In high-speed industrial baking that is already challenged to maintain quality while processing at top speeds, it can be difficult to satisfy consumer demands without adding significant complexity. The shift toward natural emulsifiers and stabilizers, however, has been a boost for ingredients such as egg yolks and oil seeds, which are naturally rich in phospholipids and lecithin.
The approach of past decades to chemically enhance natural ingredient materials like starches and fats to improve their functionality has shifted today to focus on all-natural, minimally enhanced emulsifiers, and stabilizers that are both label-friendly and effective. Paradoxically, one reaches for emulsifiers when removing unwanted ingredients from a formulation to compensate for the functionality of the ingredients being removed. Tolerance, quality, dough handling, and shelf stability are just a few of the factors bakers can control better thanks to emulsifiers. The consistency and shelf life they make possible reduce product waste and staling, which benefits the bottom line while reducing emissions and natural resource consumption. Although these benefits are not visible on product labels, they can contribute to a brand’s reputation for transparency and sustainability— something important to conscience-driven shoppers.
Several major packaged goods companies have announced clean label changes and revamped formulations transparently. The Kellogg Company, Campbell’s, and Mondelez International have reformulated products to eliminate artificial colors and flavors. Nestlé has reformulated 6,500- plus products for better health and nutrition in the past 10 years.
The most obvious and common perception of clean label is reduced number of ingredients, especially those with long, unfamiliar, or difficult-to-pronounce names, those perceived to be artificial or synthetic, and those that serve no obvious nutritional or functional benefit. Simplified ingredient lists highlight the absence of synthetic ingredients for coloring, flavoring, sweetening, and processing, and tout transparency around sourcing practices.

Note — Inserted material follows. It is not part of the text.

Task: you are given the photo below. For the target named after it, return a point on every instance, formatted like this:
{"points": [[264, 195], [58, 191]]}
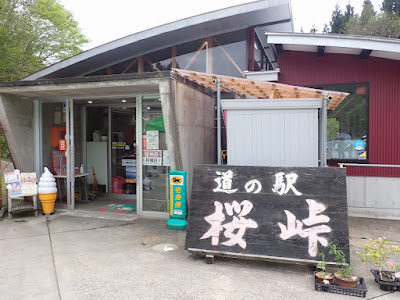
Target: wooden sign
{"points": [[271, 212]]}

Communication framing matters. The growing interest in understanding ingredients and preferring certain ingredients over others may be attributed to healthy eating motivations, concern for the environment or sustainability, impact of supply chain practices, preference for local food, or avoidance of risks. Food choice is driven by numerous aspects of food quality; which of these are most salient when a consumer scrutinizes a product’s ingredient list depends on the accompanying information and circumstances.

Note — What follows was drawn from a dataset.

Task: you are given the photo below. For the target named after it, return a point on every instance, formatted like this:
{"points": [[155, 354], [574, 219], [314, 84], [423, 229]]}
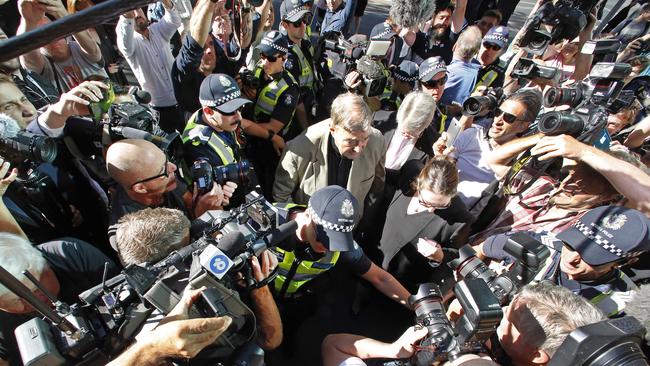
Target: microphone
{"points": [[8, 126]]}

The context in which the ingredient list is presented is crucially relevant because it guides the consumer or shopper to process the information, assess the production, and evaluate whether the product is clean and resonant with their values. Changing the context jars the assessment and the evaluation. The same ingredient presented on differently positioned food products can lead to a different understanding of the role of the ingredient and consequently to a different categorization of the ingredient and a different attitude toward the ingredient. For example, the healthfulness of a product is more favorably received when embedded in claims of naturalness and presented at points of purchase that are in line with naturalness, such as a farmers market or a health-food store versus a quick-service restaurant.
Ultimately, what companies need to take into consideration is what consumers find acceptable. If consumers are educated on what matters most, they will make food purchases wisely to avoid the untenable consequences of a poor diet. Clean label is a call to the food industry to invest in educating itself and consumers on what matters most in food matters. Ideally, ethical and pragmatic considerations, rather than fearmongering, will increasingly shape how we eat.